Toward a ‘‘Truly Religious’’ Christian Art

Saxl noted in his 1944 lecture that the earliest Christian works developed in pagan surroundings but that, by the fourth century, what he termed ‘‘truly religious’’ Christian groups of sculpture were created. He was referring to two groups of early Christian sarcophagi: those illustrating episodes from the Passion narratives; and those illustrating the institution of the Church, with the apostles pictured assembled around Christ, shown holding an open codex or scroll, instructing them in the new law. Both themes are presented in the apse at Santa Pudenziana: Christ is shown in the process of discourse, giving the law to the apostles, schooling them as they gather around him in what is probably intended to be a celestial setting, the heavenly Jerusalem, depicted by what are arguably Constantinian buildings in Jerusalem at the time. A glorious jeweled cross rises behind him, and the symbol of the sacrificial lamb was originally shown at his feet (Mathews 1993: fig. 72). This compositional type - Christ at the apex of his assembled apostles - could be experimented with easily, the central figure changed slightly without altering the general meaning of the scene.

The bulk of the evidence for such experimentation survives from sarcophagi, as Saxl was aware, and includes the series of so-called ‘‘star and wreath’’ sarcophagi - on the friezes of which the apostles approach the cross, bearing wreaths or raising their hands in veneration. A contemporary variant saw the cross replaced with the figure of Christ seated (as he is on the Junius Bassus sarcophagus and in the apse mosaic of Santa Pudenziana) or standing to deliver the new law, the traditio legis. An important example is now in the Musc-e Reattu, Arles, and is dated c. ad 380. It shows the apostles processing toward the cross, scrolls in hand, stars above their heads; and upon the cross the apostles Peter and Paul place a large victory wreath (Mathews 1993: fig. 126). The Pudenziana mosaic might in fact present a development of this theme for a public, monumental context, as opposed to a private, funerary one. Yet, experimentation with the compositional format and with the theme of celestial acclaim offered by the apostles either to the aniconic representation of Christ as victor (in the form of the triumphal cross) or to Christ himself, evidently took place in other contexts within the minor arts at an earlier date, and in unexpected ways. This is attested in the case of a rare carnelian gemstone, now in the British Museum, which can be dated to the middle of the fourth century (fig. 21.7), and about which more will be said below. Yet here we must note that with a small change to the central iconographic unit, the acclaim of Christ the philosopher or eternal ruler becomes the acclaim of the crucified but triumphant Christ - a defiant figure standing against his cross and depicted twice the size of his apostles.

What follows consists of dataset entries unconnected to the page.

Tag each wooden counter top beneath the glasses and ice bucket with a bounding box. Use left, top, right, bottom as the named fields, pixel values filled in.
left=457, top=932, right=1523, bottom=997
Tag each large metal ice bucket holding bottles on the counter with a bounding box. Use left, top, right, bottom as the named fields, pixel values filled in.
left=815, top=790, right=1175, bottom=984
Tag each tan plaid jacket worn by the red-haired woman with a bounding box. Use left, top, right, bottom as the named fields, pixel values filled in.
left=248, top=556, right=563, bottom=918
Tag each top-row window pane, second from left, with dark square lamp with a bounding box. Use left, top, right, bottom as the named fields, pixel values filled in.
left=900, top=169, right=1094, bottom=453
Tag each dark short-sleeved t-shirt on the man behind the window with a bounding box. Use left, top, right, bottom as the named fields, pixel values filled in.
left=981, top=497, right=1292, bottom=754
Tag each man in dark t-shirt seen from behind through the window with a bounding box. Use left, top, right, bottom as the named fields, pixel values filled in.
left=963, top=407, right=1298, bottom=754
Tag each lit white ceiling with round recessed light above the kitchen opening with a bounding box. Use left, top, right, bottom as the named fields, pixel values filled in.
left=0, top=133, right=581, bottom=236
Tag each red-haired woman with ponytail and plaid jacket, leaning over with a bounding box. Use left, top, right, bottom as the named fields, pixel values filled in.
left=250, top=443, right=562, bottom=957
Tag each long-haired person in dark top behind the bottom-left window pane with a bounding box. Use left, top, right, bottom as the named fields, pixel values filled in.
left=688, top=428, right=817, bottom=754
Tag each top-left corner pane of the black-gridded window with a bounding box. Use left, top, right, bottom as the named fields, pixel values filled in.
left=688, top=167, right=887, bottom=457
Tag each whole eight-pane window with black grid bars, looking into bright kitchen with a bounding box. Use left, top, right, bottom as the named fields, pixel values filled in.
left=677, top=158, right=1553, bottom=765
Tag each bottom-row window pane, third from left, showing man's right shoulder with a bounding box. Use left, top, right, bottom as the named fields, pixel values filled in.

In the fourth century, therefore, when new modes of visual narration were supposedly arising and thus facilitating the depiction of narrative stories in Christian art, it was often the old modes and pagan iconographic types that were reused and adapted to say something new. Particular compositional formats, such as the emperor flanked by his retinue and in the act of distributing largesse to his people, ultimately provided Christians with a key template for their own experimentation with the visual representation of Christ himself, with more complex theological themes, and even text-based subjects. Critically, this includes those subjects that previously, scholars have argued, were omitted from early Christian art, precisely because artists had no iconographic precedents for them. This is nowhere more evident than in the still controversial case ofthe Crucifixion, an image famously central to Christian devotion, yet strikingly rare in early Christian art. Indeed, the London Crucifixion gem furnishes a remarkably fine instance that illustrates definitively both continuity and change, both the survival of pagan iconography and the paradoxically concurrent emergence of Christian innovation.